Cancer took our beloved professor Don Lavoie 20 years ago this fall, and cancer has impacted my own family and now taken my dear friend. Cancer is a horrible disease that takes too many from us too early. Science has made much progress in treatment in my lifetime, but there is so much more that must be done. Steve understood the intimate connection between science and progress, and a large part of his teaching and public intellectual work was in communicating to others how entrepreneurship and technological innovation resulting not only in producing more with less, but producing new and fascinating products and services that immensely improved the human condition. For his work, Steve was justly awarded the Julian Simon Memorial Award in 2020.
We had jointly met the great Julian Simon in 1994, and had a memorable day with him and especially a boat ride discussing ideas (Steve, Dave Prychitko and myself). Julian, himself, was charming, optimistic, and a razor sharp mind -- Steve was a lot like him. I know among Steve's many richly deserved awards for teaching and scholarship through his career, he very much cherished the Simon Award, as he should. Here is an interview with Steve, as well as his award lecture, from September 30, 2020. My title comes from the interview as Steve is asked to describe himself. When asked, I describe myself this way as well. We didn't coordinate on that answer.

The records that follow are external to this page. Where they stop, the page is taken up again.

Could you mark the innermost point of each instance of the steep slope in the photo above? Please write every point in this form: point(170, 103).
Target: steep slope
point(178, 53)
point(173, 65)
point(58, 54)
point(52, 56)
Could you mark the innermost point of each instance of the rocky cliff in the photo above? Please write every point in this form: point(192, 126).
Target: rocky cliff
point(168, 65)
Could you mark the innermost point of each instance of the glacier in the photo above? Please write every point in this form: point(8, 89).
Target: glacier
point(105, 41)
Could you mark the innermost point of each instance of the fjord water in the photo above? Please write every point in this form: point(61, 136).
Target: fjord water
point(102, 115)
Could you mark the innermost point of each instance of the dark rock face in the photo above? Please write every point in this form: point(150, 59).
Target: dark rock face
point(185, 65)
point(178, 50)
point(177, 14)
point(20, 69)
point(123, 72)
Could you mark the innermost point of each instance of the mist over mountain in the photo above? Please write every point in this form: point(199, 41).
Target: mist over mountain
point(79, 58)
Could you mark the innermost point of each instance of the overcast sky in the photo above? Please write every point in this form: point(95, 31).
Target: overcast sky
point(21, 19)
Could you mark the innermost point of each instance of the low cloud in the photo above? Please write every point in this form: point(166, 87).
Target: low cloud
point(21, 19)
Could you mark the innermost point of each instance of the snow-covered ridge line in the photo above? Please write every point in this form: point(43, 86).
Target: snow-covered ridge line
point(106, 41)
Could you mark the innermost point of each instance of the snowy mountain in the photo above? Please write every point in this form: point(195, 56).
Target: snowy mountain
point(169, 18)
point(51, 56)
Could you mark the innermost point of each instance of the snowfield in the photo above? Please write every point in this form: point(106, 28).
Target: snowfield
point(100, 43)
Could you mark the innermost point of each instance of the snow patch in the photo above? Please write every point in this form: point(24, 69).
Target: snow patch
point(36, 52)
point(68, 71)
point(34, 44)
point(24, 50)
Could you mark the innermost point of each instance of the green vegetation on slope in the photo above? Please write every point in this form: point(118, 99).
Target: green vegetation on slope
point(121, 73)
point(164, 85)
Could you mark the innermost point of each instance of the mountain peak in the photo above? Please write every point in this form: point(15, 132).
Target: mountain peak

But Steve I think captures the reason why we both settled on that answer in a description of our teacher to Nathan Goodman (a freshly minded PhD from GMU, now moving on to NYU where he will join Mario Rizzo and David Harper), when Nathan was starting his serious study of economics and the work of Don Lavoie. "I am so very much a product of Don -- his ideas, his commitment to the classroom, his temperament, and his interest in reaching out to the left -- that I cannot be objective about him and his work." Don was a teacher, he taught us to be teachers. It was not a derogatory term in our universe, never was. Lavoie students are teacher/scholars. In fact, we were taught we had a moral obligation to be dedicated and effective teachers. Steve exemplified that. Always curious, always learning, always perfecting his craft. Steve says of Don to Nathan, "not a week goes by in which something doesn't make me miss him." This now will be said of him by his numerous 'students', including me.
Yesterday as I was processing the news, despite my gnawing skepticism born of living a professional life within secular institutions, I was thinking wouldn't it be wonderful if Steve and Don were once again united in deep and meaningful conversation about methodology of the social sciences, the development of market process analysis, the central role of money in the operation of the market economy and more generally a free society, and the outer boundaries of the liberal society. In my picture, Mises and Hayek, as well as Marx, Veblen and Keynes would be there with them. And the free and uncoerced discourse would roam widely and the mutual understanding of minds would emerge. Of course, the Mises, Hayek, Lavoie and Horwitz perspective would more or less emerge as the consensus position of this free discourse. But in my picture, after that conversation Steve would effortlessly and enthusiastically discuss with Neil Peart fine points of music and learn where the best concerts were at, and I don't know who he would find this out from but he would find the best places to eat as well. Steve loved life, he loved his family, he loved his job, he loved the community of friends and life long learners he cultivated over the past decade on social media. And, as Dave Prychitko put it, he loved laughter and celebrating humorous in the human experience. And, those of us who knew him loved him deeply for all of this.
I will write more about Steve in the days to come, but for now, watch this interview and listen to his lecture. He truly was not just a teacher, but a GREAT teacher.